17 de abril de 2024

Carta aberta à todas as mulheres que sofreram e sofrem violência por seus companheiros

As palavras que aqui escrevo não chegarão à Anna Paulichen, ela foi assassinada recentemente por seu companheiro aqui em Rio Branco. Pouco provável que cheguem em Pamella Holanda, mulher agredida por seu ex-companheiro Dj, contudo, certamente chegarão em muitas mulheres que sofreram e sofrem violência por seus companheiros. Eu gostaria que essas palavras não precisassem chegar em você, mas chegarão, pois, ainda que eu queira um mundo sem que morramos por sermos mulheres, ele ainda está longe de se tornar concreto.

Eu lembro que quando criança me incomodava muito perceber que algumas coisas meninos poderiam fazer e eu não, simplesmente, por ter sido lida como menina no nascimento. Acontece que essas coisas que pareciam pequenas, se tornam grandes enquanto crescemos, quando o único destino que temos é ter um companheiro, e que esse relacionamento que um dia virá a existir requer que façamos de tudo por sua permanência, havendo uma balança desigual na responsabilidade pelo vínculo.

A gente aprende sobre ter alguém quase como parte integrante de nossa identidade, enquanto, os homens aprendem que podem muitas coisas e que o casamento e paternidade podem ou não estar presentes em suas histórias. Valeska Zanello, uma psicóloga brasileira, filósofa e feminista, escreveu “Na nossa cultura, homens aprendem a amar muitas coisas e mulheres, a amar os homens”. E é assim que crescemos. Somos responsabilizadas pelo vínculo e por sua manutenção, “uma boa mulher muda seu marido”, quantas de nós em algum momento de nossas vidas não ouvimos essa frase? O que vem contido nessa fala de “uma boa mulher” se atrela compulsoriamente a lugares de subalternidade e silenciamento.

Assim foi ao longo da história, mulheres sendo jogadas em manicômios ou queimadas quando contestavam os motivos de não poderem votar, participar da ciência, terem liberdade sobre seus corpos. “Louca, desequilibrada e exagerada” é o que nos dizem.
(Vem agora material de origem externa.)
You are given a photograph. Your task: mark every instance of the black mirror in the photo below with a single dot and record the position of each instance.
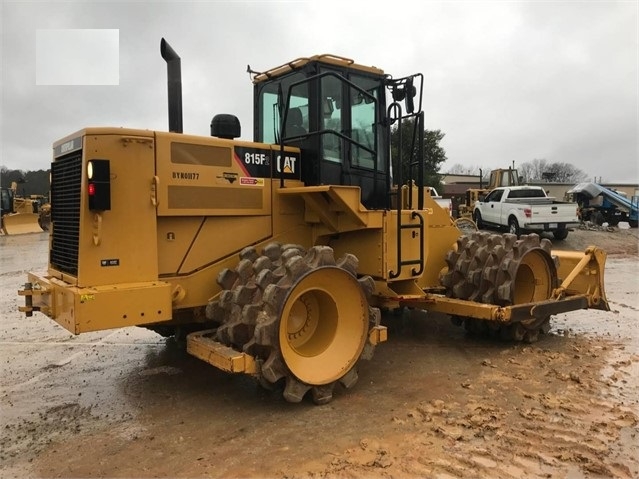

Os familiares do companheiro falam “é assim mesmo, um cara de temperamento difícil”, o temperamento difícil é violência e ela segue silenciada e perpetuada dentro do seio familiar.

Eu não vi uma nota em sua memória Anna Paulichen, nunca a vi, a conheci pela notícia que recebi de seu assassinato e nas centenas de comentários responsabilizando a sua amiga pelo crime, costuma ser assim, se apoiam na rivalidade feminina para tirar a responsabilidade de um homem adulto. Eu não conhecia Pamella Holanda, ela ainda teve tempo de falar antes que sua voz fosse derradeiramente calada, coisa que não foi possível à Anna.

Eu não conheço você que me lê e que pode estar passando por violência física, psicológica, moral… O que eu conheço é o fato de andar na rua com medo e poder suspirar quando olho para trás e vejo uma mulher. O que eu conheço é estar no estado que mais comete crimes de feminicídio no Brasil. O que eu sei e aprendi nos livros que li, é que nos ensinaram desde muito cedo que o amor suporta tudo, mas o amor não deveria suportar tudo, pois suportar tudo inclui dentre outras coisas deixar de amar a si. Talvez você tenha medo e eu compreendo, na delegacia podem dizer que você é louca e que basta ter mais fé e orar pelo companheiro que te agride, a família diz que você anda provocando e precisa ter mais cautela “parece que gosta de apanhar”. Mas sabemos que não é isso, a violência começa por vezes de forma sutil, ele te dá flores e depois tem um episódio de “descontrole”, ele diz que te ama e te priva de suas amizades, invade suas redes sociais, agride seu corpo e sua saúde emocional.

O ciclo da violência se instaura, agressão-perdão-lua-de-mel-agressão, afeta sua autoestima e te isola. Nada justifica violência e a culpa nunca será sua! Amor e violência são palavras que não deveriam andar juntas. Pode parecer que você não será ouvida, mas preste atenção, quando uma mulher fala a sua voz ecoa até que ressoe em outras e juntas podemos lutar.

Rio Branco, Acre, 14 de julho de 2021.

Com afeto,

Kahuana Leite.

*Em nossa cidade não houve uma nota em memória de Anna Paulichen, normalizamos o assassinato de mulheres e as responsabilizamos pela própria violência que sofrem. No Brasil somos o primeiro estado no ranking de feminicídios, isso não merece maior atenção do poder público? O que estão fazendo por nossas vidas? Quantas Annas mais precisam morrer para que medidas efetivas de proteção às mulheres sejam instauradas em nosso município e estado?